JURÍDICO

Comissão de Conciliação Prévia

 

Não há conceito explícito para as Comissões de Conciliação Prévia.

Considerando as disposições contidas na Lei nº 9.958/2000, Lopes, Subprocurador Geral do Trabalho, propõe a seguinte conceituação:

“As Comissões de Conciliação prévia são órgãos de mediação instituídas por empresas e/ou sindicatos, de composição paritária (formados por representantes indicados pelos empregadores e eleitos pelos trabalhadores), com a finalidade de buscar a conciliação dos conflitos individuais de trabalho.”

As Comissões de Conciliação Prévia têm a função de tentar conciliar os conflitos individuais trabalhistas. Conciliada as partes e formalizado o acordo, esse tem força executória, podendo ser executado na Justiça do Trabalho.

A principal atribuição das Comissões é de buscar, através de seus membros, denominados conciliadores, a conciliação das partes que submeteram seus conflitos para apreciação da Comissão. Isto é, os conciliadores devem tentar encontrar uma solução para o impasse, ajudando as partes a definir os fatos do conflito e a chegar a um acordo sobre as concessões necessárias para resolvê-lo.

Aliás, cabe esclarecer que, o propósito da conciliação é chegar a uma solução aceitável para as duas partes, ou seja, uma solução, ao menos parcialmente, satisfatória para cada uma delas e que esta solução não afete normas indisponíveis e irrenunciáveis pelo trabalhador.

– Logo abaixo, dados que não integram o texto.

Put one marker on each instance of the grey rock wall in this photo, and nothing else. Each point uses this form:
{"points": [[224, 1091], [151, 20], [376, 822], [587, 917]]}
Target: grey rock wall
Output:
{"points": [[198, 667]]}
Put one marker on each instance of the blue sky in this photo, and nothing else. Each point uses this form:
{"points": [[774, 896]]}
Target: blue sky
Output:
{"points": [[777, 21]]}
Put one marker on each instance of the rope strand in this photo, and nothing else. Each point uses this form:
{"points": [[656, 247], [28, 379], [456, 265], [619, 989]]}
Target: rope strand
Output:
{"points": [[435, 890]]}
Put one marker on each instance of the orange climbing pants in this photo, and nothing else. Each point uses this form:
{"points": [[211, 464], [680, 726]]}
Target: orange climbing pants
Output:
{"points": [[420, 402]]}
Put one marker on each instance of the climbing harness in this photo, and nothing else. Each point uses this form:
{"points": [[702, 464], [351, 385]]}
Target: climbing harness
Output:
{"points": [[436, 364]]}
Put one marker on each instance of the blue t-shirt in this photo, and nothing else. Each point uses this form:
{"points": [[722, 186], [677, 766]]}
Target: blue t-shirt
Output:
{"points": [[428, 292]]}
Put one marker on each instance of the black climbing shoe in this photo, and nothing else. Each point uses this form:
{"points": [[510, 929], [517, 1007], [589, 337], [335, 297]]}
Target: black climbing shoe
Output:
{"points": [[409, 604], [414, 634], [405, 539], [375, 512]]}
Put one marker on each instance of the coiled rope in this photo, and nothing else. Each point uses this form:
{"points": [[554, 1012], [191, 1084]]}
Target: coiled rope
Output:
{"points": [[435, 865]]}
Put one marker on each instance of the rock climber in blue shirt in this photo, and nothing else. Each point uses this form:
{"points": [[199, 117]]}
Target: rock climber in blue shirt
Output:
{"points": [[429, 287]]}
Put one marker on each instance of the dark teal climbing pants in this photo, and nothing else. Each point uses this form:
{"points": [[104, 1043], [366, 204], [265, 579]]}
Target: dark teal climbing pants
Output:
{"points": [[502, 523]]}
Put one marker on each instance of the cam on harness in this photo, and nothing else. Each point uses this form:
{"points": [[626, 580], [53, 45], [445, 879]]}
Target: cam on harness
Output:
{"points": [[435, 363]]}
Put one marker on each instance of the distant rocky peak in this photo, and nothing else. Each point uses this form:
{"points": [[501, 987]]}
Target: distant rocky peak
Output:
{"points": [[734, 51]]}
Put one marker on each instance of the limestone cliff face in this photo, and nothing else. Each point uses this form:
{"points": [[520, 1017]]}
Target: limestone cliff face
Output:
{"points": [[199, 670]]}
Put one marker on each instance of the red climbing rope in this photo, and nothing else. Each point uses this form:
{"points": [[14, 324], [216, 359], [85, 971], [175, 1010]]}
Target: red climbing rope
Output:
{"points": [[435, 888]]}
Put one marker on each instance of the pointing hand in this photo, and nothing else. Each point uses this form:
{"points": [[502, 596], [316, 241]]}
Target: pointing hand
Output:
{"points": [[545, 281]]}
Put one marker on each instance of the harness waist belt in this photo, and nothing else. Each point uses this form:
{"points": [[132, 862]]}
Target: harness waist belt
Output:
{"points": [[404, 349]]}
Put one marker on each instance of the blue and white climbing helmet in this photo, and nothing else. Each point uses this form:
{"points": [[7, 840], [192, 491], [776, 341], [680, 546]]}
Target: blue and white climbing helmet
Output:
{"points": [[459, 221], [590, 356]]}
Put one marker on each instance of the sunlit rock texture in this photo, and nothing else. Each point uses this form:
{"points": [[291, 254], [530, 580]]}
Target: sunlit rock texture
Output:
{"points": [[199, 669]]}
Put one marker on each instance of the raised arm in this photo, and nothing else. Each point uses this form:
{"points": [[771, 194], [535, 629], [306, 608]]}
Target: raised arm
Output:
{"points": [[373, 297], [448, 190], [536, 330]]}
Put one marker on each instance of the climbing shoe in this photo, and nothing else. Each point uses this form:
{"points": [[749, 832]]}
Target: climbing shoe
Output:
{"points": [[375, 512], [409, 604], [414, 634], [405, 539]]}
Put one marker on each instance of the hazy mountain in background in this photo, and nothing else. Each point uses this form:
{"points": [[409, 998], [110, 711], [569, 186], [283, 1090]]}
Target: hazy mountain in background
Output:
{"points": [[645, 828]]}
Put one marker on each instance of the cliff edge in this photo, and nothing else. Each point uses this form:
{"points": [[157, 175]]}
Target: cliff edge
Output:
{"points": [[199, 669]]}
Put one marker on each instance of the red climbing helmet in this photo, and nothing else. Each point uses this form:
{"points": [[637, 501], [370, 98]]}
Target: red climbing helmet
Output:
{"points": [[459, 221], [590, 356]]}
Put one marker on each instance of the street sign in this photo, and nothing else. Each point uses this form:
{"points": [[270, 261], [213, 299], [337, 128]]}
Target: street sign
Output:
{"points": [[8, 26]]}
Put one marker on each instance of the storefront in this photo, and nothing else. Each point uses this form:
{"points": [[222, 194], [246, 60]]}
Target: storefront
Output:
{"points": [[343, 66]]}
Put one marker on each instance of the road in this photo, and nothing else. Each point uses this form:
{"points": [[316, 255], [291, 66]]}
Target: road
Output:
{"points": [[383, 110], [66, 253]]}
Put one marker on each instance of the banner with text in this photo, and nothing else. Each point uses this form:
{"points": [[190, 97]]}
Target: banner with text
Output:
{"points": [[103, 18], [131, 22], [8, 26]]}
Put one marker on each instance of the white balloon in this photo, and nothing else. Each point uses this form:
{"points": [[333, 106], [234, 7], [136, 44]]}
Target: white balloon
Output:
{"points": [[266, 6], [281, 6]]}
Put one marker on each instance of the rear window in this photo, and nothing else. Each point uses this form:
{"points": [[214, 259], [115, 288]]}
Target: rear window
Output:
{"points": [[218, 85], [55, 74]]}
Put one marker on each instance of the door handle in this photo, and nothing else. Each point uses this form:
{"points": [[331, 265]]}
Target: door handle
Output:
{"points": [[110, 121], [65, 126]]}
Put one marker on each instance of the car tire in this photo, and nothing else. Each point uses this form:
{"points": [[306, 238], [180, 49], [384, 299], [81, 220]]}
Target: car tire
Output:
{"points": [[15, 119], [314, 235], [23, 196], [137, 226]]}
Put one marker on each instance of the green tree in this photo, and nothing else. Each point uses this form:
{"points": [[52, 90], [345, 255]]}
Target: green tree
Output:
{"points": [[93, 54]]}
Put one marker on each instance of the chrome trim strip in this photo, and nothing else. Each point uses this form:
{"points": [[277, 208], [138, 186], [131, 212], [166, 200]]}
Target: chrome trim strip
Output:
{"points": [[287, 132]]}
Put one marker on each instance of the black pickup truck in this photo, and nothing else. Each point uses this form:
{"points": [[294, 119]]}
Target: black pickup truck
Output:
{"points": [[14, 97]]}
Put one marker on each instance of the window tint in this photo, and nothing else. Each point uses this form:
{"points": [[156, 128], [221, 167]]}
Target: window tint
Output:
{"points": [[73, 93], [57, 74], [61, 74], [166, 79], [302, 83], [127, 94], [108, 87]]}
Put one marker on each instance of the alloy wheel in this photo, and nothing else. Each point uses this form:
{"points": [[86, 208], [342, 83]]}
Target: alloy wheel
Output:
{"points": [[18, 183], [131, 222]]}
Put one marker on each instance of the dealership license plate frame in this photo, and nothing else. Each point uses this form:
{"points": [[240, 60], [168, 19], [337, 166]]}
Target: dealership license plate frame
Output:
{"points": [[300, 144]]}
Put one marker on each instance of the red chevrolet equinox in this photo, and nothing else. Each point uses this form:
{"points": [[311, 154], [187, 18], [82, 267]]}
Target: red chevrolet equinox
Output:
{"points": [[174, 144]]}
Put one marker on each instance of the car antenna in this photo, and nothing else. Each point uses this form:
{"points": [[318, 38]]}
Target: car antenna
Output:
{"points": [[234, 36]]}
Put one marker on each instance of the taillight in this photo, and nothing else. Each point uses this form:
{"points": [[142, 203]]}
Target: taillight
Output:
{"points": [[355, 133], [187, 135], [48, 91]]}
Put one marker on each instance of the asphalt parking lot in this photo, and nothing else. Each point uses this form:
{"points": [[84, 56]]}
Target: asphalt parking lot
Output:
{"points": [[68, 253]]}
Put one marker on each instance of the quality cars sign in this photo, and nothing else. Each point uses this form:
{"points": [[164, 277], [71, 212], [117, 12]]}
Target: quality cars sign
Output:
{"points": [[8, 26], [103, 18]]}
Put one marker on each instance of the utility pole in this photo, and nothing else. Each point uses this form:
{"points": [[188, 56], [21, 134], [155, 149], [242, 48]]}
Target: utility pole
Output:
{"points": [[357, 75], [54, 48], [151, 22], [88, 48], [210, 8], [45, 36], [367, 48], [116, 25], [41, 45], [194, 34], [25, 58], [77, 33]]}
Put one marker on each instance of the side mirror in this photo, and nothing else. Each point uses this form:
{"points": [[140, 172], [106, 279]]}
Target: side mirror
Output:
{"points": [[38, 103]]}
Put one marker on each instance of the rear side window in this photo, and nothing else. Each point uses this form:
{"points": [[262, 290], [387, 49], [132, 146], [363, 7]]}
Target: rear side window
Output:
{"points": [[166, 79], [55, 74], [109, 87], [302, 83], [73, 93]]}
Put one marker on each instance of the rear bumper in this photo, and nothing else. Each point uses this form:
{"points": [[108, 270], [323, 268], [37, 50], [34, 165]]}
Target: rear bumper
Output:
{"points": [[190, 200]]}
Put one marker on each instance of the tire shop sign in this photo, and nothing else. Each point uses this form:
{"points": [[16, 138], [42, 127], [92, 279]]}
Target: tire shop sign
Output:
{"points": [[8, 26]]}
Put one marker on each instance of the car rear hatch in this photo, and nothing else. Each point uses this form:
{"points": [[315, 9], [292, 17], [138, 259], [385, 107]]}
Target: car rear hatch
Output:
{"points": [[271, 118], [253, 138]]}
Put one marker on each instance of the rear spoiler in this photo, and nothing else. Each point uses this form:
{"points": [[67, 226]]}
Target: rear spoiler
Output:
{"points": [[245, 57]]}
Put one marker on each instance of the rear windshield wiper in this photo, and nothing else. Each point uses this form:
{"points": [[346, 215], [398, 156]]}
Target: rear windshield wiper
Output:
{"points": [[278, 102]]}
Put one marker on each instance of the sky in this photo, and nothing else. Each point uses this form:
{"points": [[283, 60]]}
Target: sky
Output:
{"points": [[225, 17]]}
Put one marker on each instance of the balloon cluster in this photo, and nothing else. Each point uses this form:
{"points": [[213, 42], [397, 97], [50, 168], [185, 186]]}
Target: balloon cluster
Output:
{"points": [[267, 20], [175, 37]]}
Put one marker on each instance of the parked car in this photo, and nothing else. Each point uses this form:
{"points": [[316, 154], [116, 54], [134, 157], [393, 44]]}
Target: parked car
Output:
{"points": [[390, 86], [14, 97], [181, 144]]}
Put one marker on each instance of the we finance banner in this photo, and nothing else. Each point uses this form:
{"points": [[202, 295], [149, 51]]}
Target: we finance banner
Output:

A falta de cultura negocial é resquício do fato de que antes da Constituição Federal de 1988, o País viveu um regime de antiliberdade sindical, um corporativismo estatal onde a solução de conflitos era melhor se proveniente do estado intervencionista. Os dogmas dessa cultura antinegocial devem ser rompidos.

Há de se reconhecer a premente necessidade de que as normas trabalhistas devem recepcionar uma utilização aos novos tempos e que a melhor formação de empregados e empregadores pode levá-los à busca de alternativas para conciliação, não só por meio de convenções e acordos coletivos, mas também de outros mecanismos extrajudiciais para a solução de conflitos individuais, considerando as experiências já praticadas e adaptadas à realidade brasileira. Embora se reconheça que mudanças culturais demandam tempo, hoje com a globalização, que imprime maior velocidade à prática de reeducação, uma nova consciência de conciliação é urgente. É a expectativa de que métodos extrajudiciais de conciliação dêem aos trabalhadores brasileiros uma Justiça do Trabalho mais despojada, com processos judiciais mais qualificados, e, portanto, mais justa.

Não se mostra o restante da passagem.